Les Recluses
Installation performative pour deux danseuses
Chorégraphie: Amandine Bajou
Création plastique : Géraldine Kosiak
Musique: Sebastián Rivas
Interprétation: Amandine Bajou et Caroline de Cornière
Création les 28 et 29 mai 2014
dans l'Atelier du Bosco de la Villa Médicis à Rome (IT)
dans le cadre du Théâtre des Expositions #5.
Durée : 3h (et jusqu'à 8h continues)

© Assaf Shoshan
Au Moyen Âge, les recluses étaient des femmes qui, adoptant une forme extrême de pénitence, s'enfermaient, parfois pour le reste de leur vie, dans un espace très réduit. Cet espace, généralement situé en bordure de la ville ou attenant à une église, n'avait qu'une petite ouverture pour passer la nourriture et ne laissait généralement pas de place pour s'asseoir, de sorte que les recluses ne pouvaient que se tenir debout ou s'allonger. Dans une obscurité totale, deux structures très étroites, reclusoirs modernes pour deux danseuses, attendent le spectateur. Dans cette obscurité ambiante, la lumière et le mouvement des danseuses ne sont visibles qu'à travers une fine fente pratiquée dans chaque structure. Ainsi, le spectateur est invité à s’approcher de la structure pour avoir une meilleure vue. Entouré par le paysage sonore généré par les frottements et autres impacts des danseuses sur les structures, le spectateur s'aperçoit rapidement qu'il devient lui-même un objet d'observation, pour les danseuses et pour le reste du public.

© Assaf Shoshan

© Géraldine Kosiak
Dans cette installation performative, les danseuses évoluent dans des espaces clos et exigus.
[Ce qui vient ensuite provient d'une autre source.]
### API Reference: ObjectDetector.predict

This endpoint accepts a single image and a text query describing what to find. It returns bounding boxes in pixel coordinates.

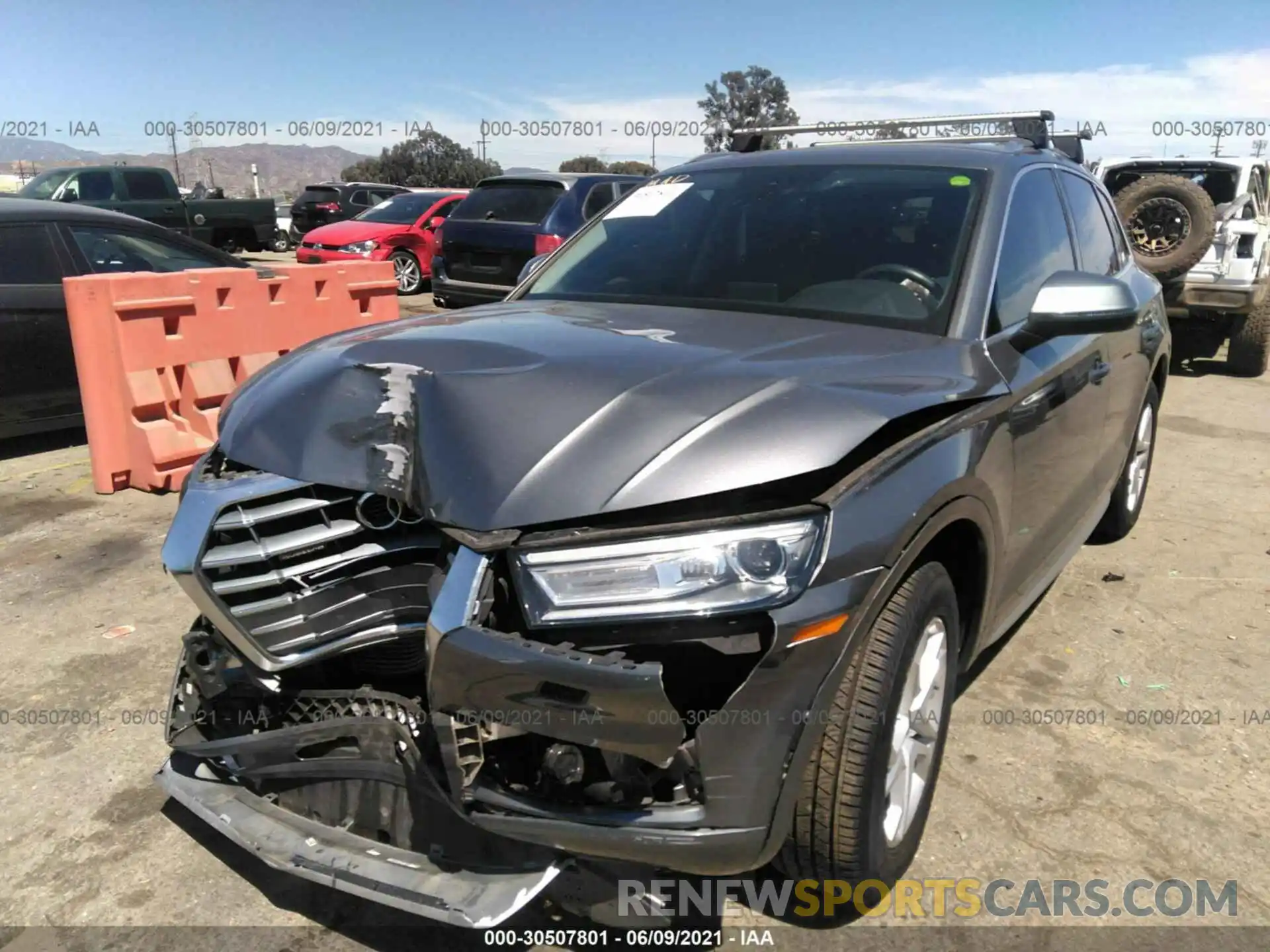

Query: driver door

Debout, dans l'impossibilité de s'asseoir et de s'allonger, sans même pouvoir faire un tour sur elles-mêmes (ou au prix de nombreuses contorsions), les interprètes habitent leur reclusoir 3 à 8 heures durant. L'inconfort est constant.
Cette situation particulière questionne la motivation au mouvement: comment de la privation d'espace, de l’entrave au mouvement surgit malgré tout une danse ? Comment un corps soumis à une si forte contrainte spatiale trouve-t-il tout de même en lui les ressources et le désir (peut-être la nécessité) de se mettre en mouvement ? Cette situation tend aussi à rendre visible la recherche spontanée du confort, ou comment le corps cherche instinctivement, dans les conditions difficiles et inconfortables auxquelles il est soumis, à trouver et définir une zone de confort, nouvelle et probablement jusqu'alors insoupçonnée.
Enfin, les danseuses entièrement nues sont soumises au regard du public à travers des fentes découpées dans les structures. Maîtresses de leur propre éclairage, elles jouent de leur position et de la lumière pour se dérober au regard du public ou au contraire éclairer celui-ci et renverser ainsi le rapport regardé/regardant. L’inconfort change de camp et devient alors le dénominateur commun au public et aux performeuses.